A mental model, on the other hand, is an internal representation that helps us understand, explain, and predict how the world works. It is a more complex, dynamic representation of how something works in the world and is used for reasoning, decision-making, and predicting outcomes. Mental models are formed through experience, learning, and reflection.

The ‘traditional’ example of a schema is the schema many of us have for ‘restaurant visits’. You expect to be seated by an employee, see a menu, order food, be served, eat, and pay the bill.

In most restaurants that you encounter, this schema helps you navigate the situation without thinking. However parts of this schema can go awry in a different setting. In the Netherlands, for example, taxes and tip are included in the menu price and a tip is given as something extra for good service; what you see is what you pay. After having lived in the Netherlands for years, I went back to the United States with this schema firmly entrenched in my head and the first time I went out to eat in a restaurant was rudely awakened because the menu prices there are without added sales taxes (state, city) and it’s unheard of not to give a tip which can be up to 25%. What I saw on the menu was definitely not what I paid (140% of the menu price) on the final bill.
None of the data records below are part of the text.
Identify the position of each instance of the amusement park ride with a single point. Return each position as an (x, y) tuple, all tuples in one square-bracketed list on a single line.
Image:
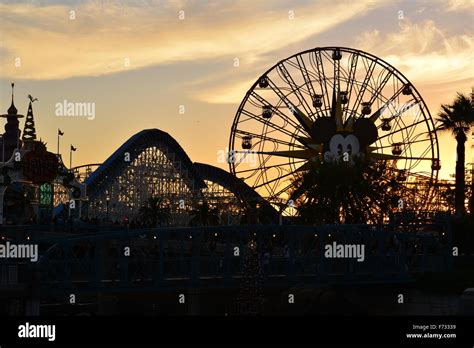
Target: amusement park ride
[(323, 105), (313, 109), (319, 106), (29, 172)]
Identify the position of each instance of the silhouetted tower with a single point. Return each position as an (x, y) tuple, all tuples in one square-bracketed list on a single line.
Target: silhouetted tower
[(29, 131), (11, 137)]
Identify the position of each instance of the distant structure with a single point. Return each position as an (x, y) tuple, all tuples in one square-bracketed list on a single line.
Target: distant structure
[(29, 132), (11, 138), (30, 175)]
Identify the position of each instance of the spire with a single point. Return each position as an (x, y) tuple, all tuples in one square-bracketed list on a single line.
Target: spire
[(29, 132), (12, 109)]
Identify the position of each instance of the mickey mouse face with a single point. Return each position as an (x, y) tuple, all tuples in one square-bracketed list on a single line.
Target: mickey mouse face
[(347, 143)]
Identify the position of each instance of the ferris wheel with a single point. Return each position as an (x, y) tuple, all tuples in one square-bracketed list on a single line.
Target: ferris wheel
[(324, 103)]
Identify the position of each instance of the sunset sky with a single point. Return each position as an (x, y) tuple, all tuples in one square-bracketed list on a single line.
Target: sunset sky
[(138, 61)]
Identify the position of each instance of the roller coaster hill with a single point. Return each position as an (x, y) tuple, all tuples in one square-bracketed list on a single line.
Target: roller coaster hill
[(149, 219)]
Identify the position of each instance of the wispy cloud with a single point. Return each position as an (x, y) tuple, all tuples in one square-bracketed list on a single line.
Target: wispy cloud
[(424, 53), (459, 5), (105, 36)]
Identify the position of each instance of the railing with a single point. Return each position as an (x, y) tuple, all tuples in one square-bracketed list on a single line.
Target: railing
[(171, 258)]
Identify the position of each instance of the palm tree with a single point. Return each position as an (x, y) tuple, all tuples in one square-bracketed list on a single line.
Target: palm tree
[(458, 118), (154, 212), (345, 193)]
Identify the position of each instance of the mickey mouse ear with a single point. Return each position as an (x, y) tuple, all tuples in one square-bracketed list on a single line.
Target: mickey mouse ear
[(323, 129), (365, 130)]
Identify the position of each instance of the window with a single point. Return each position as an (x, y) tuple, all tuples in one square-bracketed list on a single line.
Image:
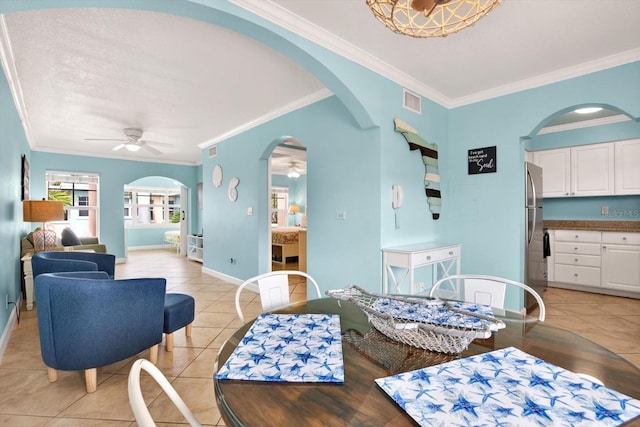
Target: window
[(147, 206), (79, 193)]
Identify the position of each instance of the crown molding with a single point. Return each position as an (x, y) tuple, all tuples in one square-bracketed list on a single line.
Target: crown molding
[(274, 114), (288, 20), (584, 124), (600, 64), (129, 158), (282, 17), (10, 71)]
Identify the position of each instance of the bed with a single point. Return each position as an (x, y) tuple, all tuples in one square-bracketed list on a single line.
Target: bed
[(172, 238), (284, 243)]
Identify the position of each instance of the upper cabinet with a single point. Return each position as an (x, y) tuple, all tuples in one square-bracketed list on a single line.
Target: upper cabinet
[(627, 170), (590, 170), (556, 171)]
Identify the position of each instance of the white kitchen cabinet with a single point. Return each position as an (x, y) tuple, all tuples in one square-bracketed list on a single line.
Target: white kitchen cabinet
[(592, 170), (627, 170), (556, 171), (605, 262), (621, 261), (586, 170), (577, 257)]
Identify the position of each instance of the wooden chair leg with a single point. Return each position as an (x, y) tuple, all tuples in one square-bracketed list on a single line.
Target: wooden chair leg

Schemas are nested or layered. Our schema of a dog as a house pet includes expectations such as that dogs live with humans, are generally friendly, bark, wag their tails, can have fleas, and enjoy play. They need daily care—food, water, walks, and attention—and form close bonds with their owners (some say caretakers). This schema allows us to instantly interpret what we see when a dog chases a stick or curls up on a couch.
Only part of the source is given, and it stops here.